Everything looked correct: he had his VISA; it was not expired; and it was issued in a valid city for ANTEGRIA. You were going to approve his papers until you took a closer look at him and his visa photo. You use the inspection hardware, and it flags his face and the photo as a discrepancy, prompting you to interrogate him. He says that the photo is of him. He could be lying, but the game system doesn’t provide any further information for how to proceed — no way to determine the truth. You choose to believe him, not wanting an old photo to deny him. But when you approve his papers, you get hit with a citation. You wanted to know the truth, but the game didn’t care. It only needed you to deny him.
After a day of work, the game shows you the state of your family. You move your eyes to the right — family freezing. The previous day, you didn’t have enough for food and heat, so you chose food. You look to the left — you only processed 5 people, just like yesterday. You look to the middle — you have to choose between food and heat again. The next day at work, you notice that you are moving faster — using the inspection hardware a lot more efficiently, wasting no time denying once you stop the discrepancy, quickly pressing next and checking the clock as you go. You get another picture discrepancy from a guy, but you immediately deny him. No inspection, no hearing his side. Your family will get heat and food. You stopped wondering if he would tell the truth. There wasn’t time.
Ian Bogost introduced the idea of procedural rhetoric — games make arguments through their rule systems, not just their stories. Thomas Nagel argues that individuals operating within systems are insulated from personal moral responsibility by the system itself. Papers, Please is where both ideas meet. It argues that personal responsibility cannot survive a system that only needs your compliance — and proves it by making conscience expensive and indifference profitable.
When you first start playing, you aren’t immediately told anything about your salary or how much money you make for each person you process correctly, nor that you are timed. You do, however, suffer the consequences of taking your time. If you spend your day carefully double-checking a person’s papers for discrepancies before approving or denying them, you lose time. Not knowing this on the first day, you see it directly when you receive your earnings and realize you need to cover things such as rent, food, and heat for your family — you don’t make enough money; they get sick, starve, or lose a roof over their heads.
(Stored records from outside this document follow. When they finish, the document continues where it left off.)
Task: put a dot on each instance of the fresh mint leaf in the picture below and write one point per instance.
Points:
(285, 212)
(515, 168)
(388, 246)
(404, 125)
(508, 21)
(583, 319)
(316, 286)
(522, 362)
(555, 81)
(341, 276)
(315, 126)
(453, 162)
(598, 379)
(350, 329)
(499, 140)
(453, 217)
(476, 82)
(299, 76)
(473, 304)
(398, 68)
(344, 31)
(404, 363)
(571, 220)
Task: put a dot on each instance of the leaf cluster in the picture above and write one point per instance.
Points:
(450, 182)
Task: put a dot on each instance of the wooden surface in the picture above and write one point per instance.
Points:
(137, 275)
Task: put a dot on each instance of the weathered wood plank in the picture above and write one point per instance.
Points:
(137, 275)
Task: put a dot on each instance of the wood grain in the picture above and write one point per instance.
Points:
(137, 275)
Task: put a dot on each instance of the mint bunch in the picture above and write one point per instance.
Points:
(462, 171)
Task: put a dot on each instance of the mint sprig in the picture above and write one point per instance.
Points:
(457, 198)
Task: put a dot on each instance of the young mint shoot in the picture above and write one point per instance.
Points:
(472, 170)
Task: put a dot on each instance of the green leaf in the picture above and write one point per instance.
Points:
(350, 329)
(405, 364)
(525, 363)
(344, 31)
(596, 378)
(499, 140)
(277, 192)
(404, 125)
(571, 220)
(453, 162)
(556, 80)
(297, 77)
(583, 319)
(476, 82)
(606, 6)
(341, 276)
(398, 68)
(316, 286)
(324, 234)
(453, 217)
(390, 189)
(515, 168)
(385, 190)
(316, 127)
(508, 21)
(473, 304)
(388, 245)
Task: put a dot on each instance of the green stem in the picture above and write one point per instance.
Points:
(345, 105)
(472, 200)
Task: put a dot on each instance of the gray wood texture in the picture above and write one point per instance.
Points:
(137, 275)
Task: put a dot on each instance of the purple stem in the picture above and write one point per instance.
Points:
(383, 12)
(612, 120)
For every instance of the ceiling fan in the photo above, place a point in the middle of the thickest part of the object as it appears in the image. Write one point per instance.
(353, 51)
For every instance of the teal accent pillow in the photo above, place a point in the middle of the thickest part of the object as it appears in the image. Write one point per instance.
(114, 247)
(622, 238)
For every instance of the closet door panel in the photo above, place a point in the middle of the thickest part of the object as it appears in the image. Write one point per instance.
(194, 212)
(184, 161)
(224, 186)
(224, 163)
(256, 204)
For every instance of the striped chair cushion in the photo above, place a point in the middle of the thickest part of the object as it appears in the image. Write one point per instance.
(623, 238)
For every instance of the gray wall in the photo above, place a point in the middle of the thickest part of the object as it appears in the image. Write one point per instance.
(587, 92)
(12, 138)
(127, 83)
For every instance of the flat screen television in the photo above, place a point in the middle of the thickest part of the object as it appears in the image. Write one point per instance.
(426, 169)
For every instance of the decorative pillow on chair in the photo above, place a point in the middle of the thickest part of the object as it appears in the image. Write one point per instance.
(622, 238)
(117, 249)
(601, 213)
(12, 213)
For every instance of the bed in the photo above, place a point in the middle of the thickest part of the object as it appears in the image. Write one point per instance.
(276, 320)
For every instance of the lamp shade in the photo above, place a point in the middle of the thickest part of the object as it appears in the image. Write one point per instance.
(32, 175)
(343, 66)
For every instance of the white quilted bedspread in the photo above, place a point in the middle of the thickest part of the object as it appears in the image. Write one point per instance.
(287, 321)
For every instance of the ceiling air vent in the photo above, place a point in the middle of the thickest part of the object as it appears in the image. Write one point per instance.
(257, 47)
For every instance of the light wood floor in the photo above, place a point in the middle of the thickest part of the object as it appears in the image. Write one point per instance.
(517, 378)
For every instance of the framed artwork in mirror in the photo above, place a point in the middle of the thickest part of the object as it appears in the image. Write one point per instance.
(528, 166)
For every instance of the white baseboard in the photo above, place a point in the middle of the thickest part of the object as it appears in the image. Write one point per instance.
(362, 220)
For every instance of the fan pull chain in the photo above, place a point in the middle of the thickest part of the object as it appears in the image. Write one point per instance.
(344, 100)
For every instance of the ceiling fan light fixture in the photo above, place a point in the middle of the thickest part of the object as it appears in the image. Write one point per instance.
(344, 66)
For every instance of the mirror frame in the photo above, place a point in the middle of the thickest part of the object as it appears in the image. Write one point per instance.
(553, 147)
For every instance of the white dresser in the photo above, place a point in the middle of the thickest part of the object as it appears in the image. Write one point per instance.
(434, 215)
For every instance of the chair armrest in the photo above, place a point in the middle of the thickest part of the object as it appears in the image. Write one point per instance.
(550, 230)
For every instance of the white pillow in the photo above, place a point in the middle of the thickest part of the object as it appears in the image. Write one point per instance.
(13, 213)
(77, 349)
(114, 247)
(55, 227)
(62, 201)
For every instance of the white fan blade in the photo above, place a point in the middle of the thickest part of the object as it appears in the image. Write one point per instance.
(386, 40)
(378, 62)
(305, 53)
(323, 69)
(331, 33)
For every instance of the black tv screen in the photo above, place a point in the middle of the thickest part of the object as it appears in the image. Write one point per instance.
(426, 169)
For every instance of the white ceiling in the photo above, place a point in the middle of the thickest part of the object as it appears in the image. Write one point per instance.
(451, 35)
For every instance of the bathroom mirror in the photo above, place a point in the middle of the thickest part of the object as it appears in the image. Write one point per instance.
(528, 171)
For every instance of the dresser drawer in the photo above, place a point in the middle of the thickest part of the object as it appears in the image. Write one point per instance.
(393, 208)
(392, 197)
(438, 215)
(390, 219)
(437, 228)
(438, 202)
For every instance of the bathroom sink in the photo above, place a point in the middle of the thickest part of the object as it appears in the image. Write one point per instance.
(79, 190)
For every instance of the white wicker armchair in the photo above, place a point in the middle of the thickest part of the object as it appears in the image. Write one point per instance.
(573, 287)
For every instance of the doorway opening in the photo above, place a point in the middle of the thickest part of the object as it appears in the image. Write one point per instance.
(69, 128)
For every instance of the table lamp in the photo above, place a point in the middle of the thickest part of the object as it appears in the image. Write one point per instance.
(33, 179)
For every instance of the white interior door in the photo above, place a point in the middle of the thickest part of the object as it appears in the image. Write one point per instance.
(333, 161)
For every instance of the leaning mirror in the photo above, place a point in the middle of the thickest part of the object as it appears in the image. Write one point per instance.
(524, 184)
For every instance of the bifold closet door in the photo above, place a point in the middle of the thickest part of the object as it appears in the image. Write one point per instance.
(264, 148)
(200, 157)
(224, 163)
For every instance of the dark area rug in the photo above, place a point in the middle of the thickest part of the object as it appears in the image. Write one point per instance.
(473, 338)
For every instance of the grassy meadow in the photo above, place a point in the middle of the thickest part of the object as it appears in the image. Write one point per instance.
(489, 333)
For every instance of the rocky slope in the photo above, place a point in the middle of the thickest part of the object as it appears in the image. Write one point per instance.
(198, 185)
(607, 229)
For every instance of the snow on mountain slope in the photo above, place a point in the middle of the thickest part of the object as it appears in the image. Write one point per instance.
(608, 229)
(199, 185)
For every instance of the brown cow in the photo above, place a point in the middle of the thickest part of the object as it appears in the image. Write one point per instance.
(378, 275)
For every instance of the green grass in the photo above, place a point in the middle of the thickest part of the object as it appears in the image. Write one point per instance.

Instantly, the first crack in your personal responsibility is made, and the next day, you’re faster. Why? You’re spending less time checking and focusing on each individual. You start caring less about each person’s situation — only their papers. The system didn’t ask you to stop caring. It just made caring too expensive.
The guy with the picture discrepancy comes after this point of reduced empathy. Despite having the ability to flag the discrepancy and hear his justification, you already know the game doesn’t care about the reason — you are going to deny him anyway. You don’t bother consulting your conscience. There’s no reward from the system for doing so, only time lost and money unearned. You didn’t need the system to punish you into compliance. You just needed a reason to value your time over someone else’s life.
If you ever fall short of the mandatory expenses, you are detained, your family sent back to their village, and you are told you will be easily replaced. While Papers, Please presents a fictional Soviet-bloc country, it emulates many real-world organizations and the feelings of replaceability it instills in its employees. It makes conscience expensive and indifference profitable. Just like in the game, many of the people in these public service positions of power aren’t villains; they have a conscience. They are working people with families to care for. The game makes you live out their lives and the decisions they make every day, spanning hours and what occurs over months or years. You begin to feel that personal responsibility is irrational. But the game knows something darker — that feeling itself is what the system was designed to produce. The system sits in the corner smiling, as it will get what it wants regardless of whether you choose conscience or indifference. If the cog doesn’t fit anymore, it will find one that does. Papers, Please doesn’t ask if you’re a good person. It already knows the answer doesn’t matter.